Aww bless him! Your Norman does have a very cheeky face, but I bet when you look him in the eyes you can't tell him off! My OH wasn't happy that one of mine bit through our jasmine plant in the garden and told me to tell him off but I couldn't do it! lol


----------



## AmyCruick (Jul 20, 2009)

Your bunny sounds like a real sweeetie Daisy boo! and the one who watches emmerdale and stamps to Lionel Richie is great!

Aww I wish mine roamed a bit further out. One thing mine do enjoy though is stretching out in front of an open fire in the winter so with colder weather on its way I've got that to look forward to again I guess! I usually lay down with them on the rug as they're not keen on the sofa and always try to jump off it


----------



## Nicky09 (Feb 26, 2009)

AmyCruick said:


> I can imagine the sight of a rabbit chasing a dog is pretty funny! Do you think the dog is more scared of Leo or that Leo is more scared of the dog?


I don't think they're scared of each other just love chasing each other I'm fairly sure Buster loses all street cred as a terrier by running away from him though lol.


----------



## AmyCruick (Jul 20, 2009)

Aw thats really sweet that they get on so well though!
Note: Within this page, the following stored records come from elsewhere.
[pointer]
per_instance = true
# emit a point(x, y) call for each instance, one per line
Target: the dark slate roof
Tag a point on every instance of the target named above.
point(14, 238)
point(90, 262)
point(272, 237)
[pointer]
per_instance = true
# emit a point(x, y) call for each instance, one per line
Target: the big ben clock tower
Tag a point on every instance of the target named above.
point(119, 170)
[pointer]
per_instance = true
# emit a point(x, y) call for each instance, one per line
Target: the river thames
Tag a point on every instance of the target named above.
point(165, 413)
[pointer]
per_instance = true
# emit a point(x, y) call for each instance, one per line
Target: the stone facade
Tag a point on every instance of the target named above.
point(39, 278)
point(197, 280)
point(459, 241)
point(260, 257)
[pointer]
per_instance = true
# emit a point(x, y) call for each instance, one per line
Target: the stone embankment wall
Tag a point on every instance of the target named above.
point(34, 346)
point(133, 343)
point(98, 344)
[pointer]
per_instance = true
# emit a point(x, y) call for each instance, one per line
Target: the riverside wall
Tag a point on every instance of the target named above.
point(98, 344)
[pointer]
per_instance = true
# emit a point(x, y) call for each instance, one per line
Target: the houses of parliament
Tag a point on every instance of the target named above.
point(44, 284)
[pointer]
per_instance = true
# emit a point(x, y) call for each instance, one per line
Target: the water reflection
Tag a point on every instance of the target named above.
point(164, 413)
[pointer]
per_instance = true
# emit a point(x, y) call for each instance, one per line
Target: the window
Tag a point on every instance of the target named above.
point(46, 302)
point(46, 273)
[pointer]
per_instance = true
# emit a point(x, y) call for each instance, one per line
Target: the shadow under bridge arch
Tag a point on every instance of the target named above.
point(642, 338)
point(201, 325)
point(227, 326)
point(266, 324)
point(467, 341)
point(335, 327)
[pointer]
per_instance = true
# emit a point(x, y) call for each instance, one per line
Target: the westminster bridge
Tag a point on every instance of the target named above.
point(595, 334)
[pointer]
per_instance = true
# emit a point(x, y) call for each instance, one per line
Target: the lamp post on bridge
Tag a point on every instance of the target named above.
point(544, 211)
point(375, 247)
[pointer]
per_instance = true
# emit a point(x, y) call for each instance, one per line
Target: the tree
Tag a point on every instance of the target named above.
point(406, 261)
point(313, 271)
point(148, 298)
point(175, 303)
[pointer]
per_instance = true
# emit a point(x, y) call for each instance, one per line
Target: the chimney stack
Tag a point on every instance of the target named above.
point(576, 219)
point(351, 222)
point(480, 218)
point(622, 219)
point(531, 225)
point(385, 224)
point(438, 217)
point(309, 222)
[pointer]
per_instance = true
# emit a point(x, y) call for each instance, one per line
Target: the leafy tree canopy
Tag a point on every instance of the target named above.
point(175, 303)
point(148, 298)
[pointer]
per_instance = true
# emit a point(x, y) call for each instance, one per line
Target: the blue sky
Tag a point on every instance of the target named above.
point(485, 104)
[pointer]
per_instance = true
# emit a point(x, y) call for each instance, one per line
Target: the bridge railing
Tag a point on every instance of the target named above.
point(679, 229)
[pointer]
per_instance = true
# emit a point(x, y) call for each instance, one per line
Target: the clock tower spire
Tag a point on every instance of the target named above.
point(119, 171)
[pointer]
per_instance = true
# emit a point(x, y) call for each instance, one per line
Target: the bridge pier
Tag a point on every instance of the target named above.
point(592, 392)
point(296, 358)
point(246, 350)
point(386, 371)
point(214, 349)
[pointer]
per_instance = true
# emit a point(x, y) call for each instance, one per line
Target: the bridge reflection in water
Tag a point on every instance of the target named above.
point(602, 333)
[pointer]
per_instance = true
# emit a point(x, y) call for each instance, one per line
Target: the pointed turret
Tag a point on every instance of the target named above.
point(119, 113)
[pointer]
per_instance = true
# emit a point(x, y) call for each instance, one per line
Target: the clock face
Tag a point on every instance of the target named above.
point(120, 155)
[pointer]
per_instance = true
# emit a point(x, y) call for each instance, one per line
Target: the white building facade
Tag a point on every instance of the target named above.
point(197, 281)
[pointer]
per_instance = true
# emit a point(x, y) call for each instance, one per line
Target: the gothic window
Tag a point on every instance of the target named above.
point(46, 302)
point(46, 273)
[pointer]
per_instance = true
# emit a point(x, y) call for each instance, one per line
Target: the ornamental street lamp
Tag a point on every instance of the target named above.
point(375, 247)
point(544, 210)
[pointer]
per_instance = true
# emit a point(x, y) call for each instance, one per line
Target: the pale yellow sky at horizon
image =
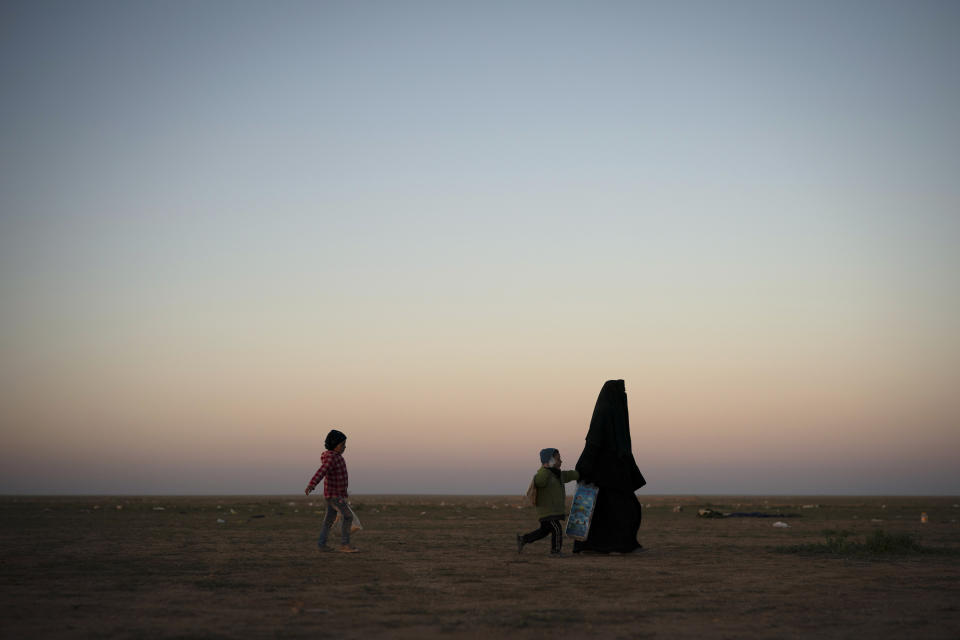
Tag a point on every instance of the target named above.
point(213, 252)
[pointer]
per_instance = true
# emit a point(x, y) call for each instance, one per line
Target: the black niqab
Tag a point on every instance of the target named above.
point(607, 461)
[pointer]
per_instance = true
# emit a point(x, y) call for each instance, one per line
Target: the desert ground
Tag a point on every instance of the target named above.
point(447, 566)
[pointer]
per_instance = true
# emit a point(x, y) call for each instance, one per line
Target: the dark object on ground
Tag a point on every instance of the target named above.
point(607, 461)
point(710, 513)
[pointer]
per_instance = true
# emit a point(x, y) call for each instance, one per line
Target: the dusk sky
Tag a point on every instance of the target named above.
point(227, 227)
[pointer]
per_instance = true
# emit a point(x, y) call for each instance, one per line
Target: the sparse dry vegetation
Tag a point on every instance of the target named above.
point(447, 566)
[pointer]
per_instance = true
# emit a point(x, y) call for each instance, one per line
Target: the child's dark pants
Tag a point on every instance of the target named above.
point(552, 527)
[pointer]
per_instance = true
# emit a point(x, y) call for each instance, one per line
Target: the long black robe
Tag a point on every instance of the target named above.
point(607, 461)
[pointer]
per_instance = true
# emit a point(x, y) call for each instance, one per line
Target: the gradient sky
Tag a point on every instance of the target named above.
point(226, 227)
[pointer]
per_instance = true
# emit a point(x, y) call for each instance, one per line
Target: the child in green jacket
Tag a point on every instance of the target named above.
point(551, 501)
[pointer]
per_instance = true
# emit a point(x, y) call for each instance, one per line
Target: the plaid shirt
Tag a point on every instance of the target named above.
point(335, 469)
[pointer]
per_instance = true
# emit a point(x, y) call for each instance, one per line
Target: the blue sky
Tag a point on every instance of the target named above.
point(227, 227)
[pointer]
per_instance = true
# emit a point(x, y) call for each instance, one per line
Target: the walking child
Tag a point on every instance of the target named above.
point(333, 471)
point(551, 501)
Has your dog been brought up around rabbits from a young age? 

I can't imagine any of my mums dogs ever getting on with the rabbits...I think they'd just try to eat them!


----------



## Nicky09 (Feb 26, 2009)

AmyCruick said:


> Aw thats really sweet that they get on so well though! Has your dog been brought up around rabbits from a young age?
> 
> I can't imagine any of my mums dogs ever getting on with the rabbits...I think they'd just try to eat them!


No he wasn't it took a lot of very careful socialistion for them to get on but it was worth it they love each other now. We do keep an eye on them though just in case.


----------



## AmyCruick (Jul 20, 2009)

Nicky09 said:


> No he wasn't it took a lot of very careful socialistion for them to get on but it was worth it they love each other now. We do keep an eye on them though just in case.


That's brilliant! Did it take a long time so socialise them? Sorry for all the questions I'm just fascinated! It must be such a lovely sight to watch a dog playing nicely with a rabbit!


----------



## Nicky09 (Feb 26, 2009)

I'll have to get some pictures for you if I can they move so fast. It took a few weeks of only having them in the same room for a few minutes and rewarding them for staying calm and then building it up slowly. It was worth the effort though not to have to have keep them seperate all the time.


----------



## AmyCruick (Jul 20, 2009)

Nicky09 said:


> I'll have to get some pictures for you if I can they move so fast. It took a few weeks of only having them in the same room for a few minutes and rewarding them for staying calm and then building it up slowly. It was worth the effort though not to have to have keep them seperate all the time.


It'd be great if you could get some but I understand its difficult to get animals to stand still for pics! lol

Yeah definately worth the effort and it's great for them both too to have another friend in each other!


----------